Alkyne Hydration Catalyzed by 5c in MeOH

Conclusions

We have developed different procedures for the preparation of glycosyl imidazolium salts from alkyl, aryl, or β-d-galactosyl imidazole. These precursors were used to synthesize five new stable gold(I) complexes, in good yield, through the silver oxide route employing AuCl(tht) as a metal precursor. Moreover, we report the first synthesis of the C1-galactofuranoside-substituted NHC metal complex. All attempts to deprotect led to a decomposition of the complexes, obtaining a mixture of the corresponding deprotected complex and the bis-carbene species.
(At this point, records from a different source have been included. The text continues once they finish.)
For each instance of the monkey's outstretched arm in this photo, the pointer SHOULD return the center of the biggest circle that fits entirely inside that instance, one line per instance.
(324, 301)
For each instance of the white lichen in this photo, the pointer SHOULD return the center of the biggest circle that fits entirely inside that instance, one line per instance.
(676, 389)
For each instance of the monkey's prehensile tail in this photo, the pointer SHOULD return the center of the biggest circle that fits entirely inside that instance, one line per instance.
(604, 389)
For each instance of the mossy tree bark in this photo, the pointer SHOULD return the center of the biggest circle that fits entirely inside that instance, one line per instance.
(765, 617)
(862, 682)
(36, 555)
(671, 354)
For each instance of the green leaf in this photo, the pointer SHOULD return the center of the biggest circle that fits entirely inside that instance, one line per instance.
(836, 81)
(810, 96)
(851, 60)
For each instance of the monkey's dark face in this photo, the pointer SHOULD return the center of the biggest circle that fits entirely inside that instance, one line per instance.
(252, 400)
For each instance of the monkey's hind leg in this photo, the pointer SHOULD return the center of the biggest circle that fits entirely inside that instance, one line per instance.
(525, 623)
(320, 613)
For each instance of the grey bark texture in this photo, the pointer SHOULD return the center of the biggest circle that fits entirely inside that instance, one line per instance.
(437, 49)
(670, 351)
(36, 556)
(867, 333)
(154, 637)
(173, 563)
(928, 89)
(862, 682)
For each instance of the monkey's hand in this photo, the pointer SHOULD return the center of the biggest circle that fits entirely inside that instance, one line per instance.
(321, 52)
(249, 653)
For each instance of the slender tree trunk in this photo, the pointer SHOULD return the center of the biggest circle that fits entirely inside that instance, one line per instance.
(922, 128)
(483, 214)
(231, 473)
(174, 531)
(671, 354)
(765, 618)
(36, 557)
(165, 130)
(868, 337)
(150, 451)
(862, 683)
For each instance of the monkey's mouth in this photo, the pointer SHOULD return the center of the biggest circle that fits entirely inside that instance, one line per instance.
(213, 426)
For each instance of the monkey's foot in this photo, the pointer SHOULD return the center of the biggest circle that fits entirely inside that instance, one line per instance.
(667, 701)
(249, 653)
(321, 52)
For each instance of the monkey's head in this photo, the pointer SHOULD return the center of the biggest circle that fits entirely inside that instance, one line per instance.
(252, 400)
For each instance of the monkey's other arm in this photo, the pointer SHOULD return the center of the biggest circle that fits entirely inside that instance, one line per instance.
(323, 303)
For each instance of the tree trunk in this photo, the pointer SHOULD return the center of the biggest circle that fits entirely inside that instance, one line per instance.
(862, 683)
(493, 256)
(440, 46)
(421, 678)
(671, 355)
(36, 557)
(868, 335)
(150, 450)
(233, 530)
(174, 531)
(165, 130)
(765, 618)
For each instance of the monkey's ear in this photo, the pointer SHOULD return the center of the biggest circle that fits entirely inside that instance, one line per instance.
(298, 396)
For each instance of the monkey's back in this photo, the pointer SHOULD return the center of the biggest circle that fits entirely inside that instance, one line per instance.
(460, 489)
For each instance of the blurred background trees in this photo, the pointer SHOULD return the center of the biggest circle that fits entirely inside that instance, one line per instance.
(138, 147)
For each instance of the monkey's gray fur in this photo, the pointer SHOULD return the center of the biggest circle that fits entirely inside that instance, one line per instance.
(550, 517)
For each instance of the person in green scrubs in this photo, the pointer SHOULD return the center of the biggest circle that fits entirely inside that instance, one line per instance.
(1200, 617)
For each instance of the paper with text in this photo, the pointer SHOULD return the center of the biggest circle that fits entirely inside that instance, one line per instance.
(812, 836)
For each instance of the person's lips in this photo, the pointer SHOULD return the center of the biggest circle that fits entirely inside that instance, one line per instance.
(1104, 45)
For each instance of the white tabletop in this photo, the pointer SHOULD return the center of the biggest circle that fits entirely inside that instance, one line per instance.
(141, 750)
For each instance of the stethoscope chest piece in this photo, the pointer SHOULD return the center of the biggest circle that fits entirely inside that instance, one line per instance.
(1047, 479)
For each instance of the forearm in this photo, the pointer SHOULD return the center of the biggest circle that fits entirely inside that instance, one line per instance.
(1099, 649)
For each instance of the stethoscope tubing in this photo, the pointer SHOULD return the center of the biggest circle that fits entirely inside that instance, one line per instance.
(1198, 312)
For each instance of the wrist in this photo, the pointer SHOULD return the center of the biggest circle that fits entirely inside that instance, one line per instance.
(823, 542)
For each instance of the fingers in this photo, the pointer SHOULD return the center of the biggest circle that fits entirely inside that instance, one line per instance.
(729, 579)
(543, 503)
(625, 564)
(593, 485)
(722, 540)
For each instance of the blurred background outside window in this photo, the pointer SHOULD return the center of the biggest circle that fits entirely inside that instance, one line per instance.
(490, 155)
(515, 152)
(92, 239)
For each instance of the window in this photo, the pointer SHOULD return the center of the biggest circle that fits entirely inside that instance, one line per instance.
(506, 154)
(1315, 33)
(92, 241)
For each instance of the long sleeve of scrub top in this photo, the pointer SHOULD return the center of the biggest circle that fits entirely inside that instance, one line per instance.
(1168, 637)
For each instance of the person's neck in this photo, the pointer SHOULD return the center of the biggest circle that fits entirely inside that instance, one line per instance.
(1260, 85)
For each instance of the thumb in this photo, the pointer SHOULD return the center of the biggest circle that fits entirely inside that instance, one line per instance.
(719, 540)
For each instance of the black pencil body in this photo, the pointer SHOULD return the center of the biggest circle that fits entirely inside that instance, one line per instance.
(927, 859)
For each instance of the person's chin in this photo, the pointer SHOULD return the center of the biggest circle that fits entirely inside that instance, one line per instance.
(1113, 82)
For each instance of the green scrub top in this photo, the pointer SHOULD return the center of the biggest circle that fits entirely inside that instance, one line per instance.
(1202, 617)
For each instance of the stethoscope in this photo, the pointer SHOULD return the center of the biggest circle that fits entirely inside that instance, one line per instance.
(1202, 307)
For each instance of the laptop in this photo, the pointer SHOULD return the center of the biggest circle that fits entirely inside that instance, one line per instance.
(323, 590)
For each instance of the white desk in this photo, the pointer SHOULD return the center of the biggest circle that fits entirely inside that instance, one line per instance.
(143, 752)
Catalytic studies indicate that the synthesized protected complexes are active and reusable in the alkyne hydration reaction using MeOH with a stoichiometric amount of pure H2O at 100 °C. However, attempts to deprotect the acetylated carbohydrate moiety in situ were unsuccessful. The synthesis of new complexes with other transition metals and the incorporation of sugars in the NHC structure are currently in progress in our laboratories.

Experimental Section

General Procedures

The solvents used were distilled-dried and stored according to standard procedures.[38] Unless otherwise stated, reagents were obtained from commercial sources and were used as received. α-d-Galactopyranosyl bromide[39] and β-d-galactofuranosyl bromide[40] were prepared according to the literature procedures and were used without further purification. 1-Mesitylimidazole[41] and AuCl(tht)[28] were prepared according to reported procedures. 1H, 13C NMR, and two-dimensional (2D) (1H COSY and HSQC) spectra were recorded with a Bruker Advance 300 spectrometer. Chemical shifts (δ) are reported in ppm with the residual solvent resonance signal: δ H/C 7.27:77.2 for CDCl3; δ H 4.79 for D2O; and δ H/C for CD3OD 4.87/49; coupling constants (J) are reported in hertz. Melting points were determined on a Reichert–Kofler hot-stage microscope and were uncorrected. UV–visible spectra were recorded in a Carey 60 version 2.0 instrument with a quartz 5 mL cell. Microanalytical data were obtained using an Exeter Analitycal Inc. CE-440 microanalyzer. Infrared spectra were collected on an FTIR spectrometer Nicolet Nexus-470. Alkyne hydration reaction mixtures were analyzed by gas-liquid chromatography (GLC) in an instrument equipped with a flame-ionization detector and a HP5 capillary column (30 m × 0.25 mm × 0.25 μm).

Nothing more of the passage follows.